Jafa sublinhou que as suas obras não seguem um processo metódico de criação: “Eu não estou a tentar dizer nada, eu só estou dizendo. As pessoas supervalorizam o dizer“. Fala também sobre a maneira como coleciona os elementos dos seus trabalhos e os armazena como “arquivos numa playlist” onde cada um “coloca aquilo que quer ouvir“, além do modo como monta, que não passa só por “colocar as coisas juntas”.

Após mostrar o filme “Love Is A Message” à audiência – cuja emocionante trilha sonora deve-se à “Ultralight Beam” de Kanye West -,  os comentários de Jafa continuam a seguir a mesma linha.

O artista comenta que para criar ele não exagera e que não está sempre ciente de que as coisas se vão encaixar com um determinado sentido. “Não é muito sobre semântica ou semiótica, as coisas só fluem. (…) Quando vocês veem LeBron James ou Michael Jordan afundarem a bola, eles não planearam aquilo meticulosamente”, comparou.

“Nós prosperamos nas piores das circunstâncias”

“A música negra é a merda mais porreira do mundo”, exclamou Arthur Jafa quando Vergne o questionou sobre a relação entre a música negra e a tentativa de criação de um cinema negro.  O criador expressa, aliás, a sua insatisfação com o cinema atual e com o padrão de Hollywood que na sua visão está “preso numa visão branca”.

Entretanto, Jafa ainda opina sobre a questão de os seus trabalhos serem percebidos como ímpares e peculiares: “quando se sai da norma, aumenta a estranheza.
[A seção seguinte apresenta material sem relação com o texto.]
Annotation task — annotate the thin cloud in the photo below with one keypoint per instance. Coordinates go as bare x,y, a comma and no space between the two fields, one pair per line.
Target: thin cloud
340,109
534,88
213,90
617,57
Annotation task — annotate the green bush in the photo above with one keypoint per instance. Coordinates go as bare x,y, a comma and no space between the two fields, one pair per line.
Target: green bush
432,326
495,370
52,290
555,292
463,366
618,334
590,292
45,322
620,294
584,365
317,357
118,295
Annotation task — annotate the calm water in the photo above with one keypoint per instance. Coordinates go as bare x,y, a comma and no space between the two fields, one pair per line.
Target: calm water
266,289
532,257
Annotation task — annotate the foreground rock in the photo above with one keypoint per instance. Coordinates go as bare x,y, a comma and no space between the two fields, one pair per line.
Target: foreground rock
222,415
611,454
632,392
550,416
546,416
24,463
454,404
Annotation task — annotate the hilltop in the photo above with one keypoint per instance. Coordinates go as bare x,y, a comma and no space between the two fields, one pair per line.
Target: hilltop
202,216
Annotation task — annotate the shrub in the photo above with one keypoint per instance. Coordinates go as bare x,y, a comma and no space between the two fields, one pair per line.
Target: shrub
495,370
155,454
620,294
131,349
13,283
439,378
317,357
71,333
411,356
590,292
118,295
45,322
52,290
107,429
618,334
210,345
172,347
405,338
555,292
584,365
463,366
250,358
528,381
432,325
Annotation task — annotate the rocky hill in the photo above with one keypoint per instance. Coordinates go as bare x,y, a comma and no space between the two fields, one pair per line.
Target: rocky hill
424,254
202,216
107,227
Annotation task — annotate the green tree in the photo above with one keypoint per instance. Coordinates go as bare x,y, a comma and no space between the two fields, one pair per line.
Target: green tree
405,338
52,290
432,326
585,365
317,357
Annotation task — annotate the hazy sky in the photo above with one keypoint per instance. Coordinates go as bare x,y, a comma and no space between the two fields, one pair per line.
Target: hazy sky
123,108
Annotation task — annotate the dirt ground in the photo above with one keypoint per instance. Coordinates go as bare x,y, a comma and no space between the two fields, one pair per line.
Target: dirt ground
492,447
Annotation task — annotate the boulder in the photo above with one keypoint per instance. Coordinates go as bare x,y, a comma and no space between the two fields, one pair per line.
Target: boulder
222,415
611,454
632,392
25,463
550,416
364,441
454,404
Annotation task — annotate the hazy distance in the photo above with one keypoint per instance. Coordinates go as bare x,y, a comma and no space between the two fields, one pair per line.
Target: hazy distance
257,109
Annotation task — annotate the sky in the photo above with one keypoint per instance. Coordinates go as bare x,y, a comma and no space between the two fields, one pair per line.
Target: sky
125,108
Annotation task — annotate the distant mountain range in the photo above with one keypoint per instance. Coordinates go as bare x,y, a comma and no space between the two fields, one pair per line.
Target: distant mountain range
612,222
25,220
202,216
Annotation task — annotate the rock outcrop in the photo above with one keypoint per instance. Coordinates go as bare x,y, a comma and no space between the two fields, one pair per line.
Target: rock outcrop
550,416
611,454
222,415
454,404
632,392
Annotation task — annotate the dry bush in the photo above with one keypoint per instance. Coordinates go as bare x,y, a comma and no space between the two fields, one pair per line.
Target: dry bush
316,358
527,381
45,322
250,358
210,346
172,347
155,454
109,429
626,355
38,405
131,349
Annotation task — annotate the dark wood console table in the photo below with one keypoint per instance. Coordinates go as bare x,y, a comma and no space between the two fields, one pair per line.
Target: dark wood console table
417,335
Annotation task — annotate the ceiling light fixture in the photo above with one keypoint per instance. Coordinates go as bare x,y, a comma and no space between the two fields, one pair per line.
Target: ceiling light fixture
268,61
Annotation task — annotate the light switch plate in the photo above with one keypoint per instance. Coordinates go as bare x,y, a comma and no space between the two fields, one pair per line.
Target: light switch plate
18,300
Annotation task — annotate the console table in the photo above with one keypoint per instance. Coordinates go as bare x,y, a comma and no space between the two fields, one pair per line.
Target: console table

E as pessoas negras já estão fora da normatividade”.

Intercalando as falas com algumas de suas obras transmitidas no ecrã do auditório, o convidado transitou entre os comentários críticos sobre os significados da sua obra e uns passos de dança animados, ao som das bandas sonoras dos seus filmes. Um deles mostra uma performance musical da mãe de Whitney Houston; outro, um homem a dançar divertidamente sobre botas de tacão.

Jafa falou sobre a importância de compreender a negritude: “é o emblema da abjeção e também da abundância de vida. A negritude deveria importar a toda a gente”, disse. “Nós também somos seres humanos”, enfatizou para concluir: “Nós prosperamos nas piores das circunstâncias”. Ao ser questionado por Philippe Vergne sobre as imagens do Sol que aparecem com frequência nos seus filmes, Jafa explica que “o Sol é um símbolo para se olhar para as vidas negras como se olha para cima. Ver o Sol pairar no breu e permanecer nesta mesma relação, quase que cósmica”.

Arthur Jafa considerou ainda que negritude não é sinónimo de supremacia negra, mantendo a sua visão altamente crítica da supremacia branca, que esteve em foco no último vídeo a ser transmitido na sessão.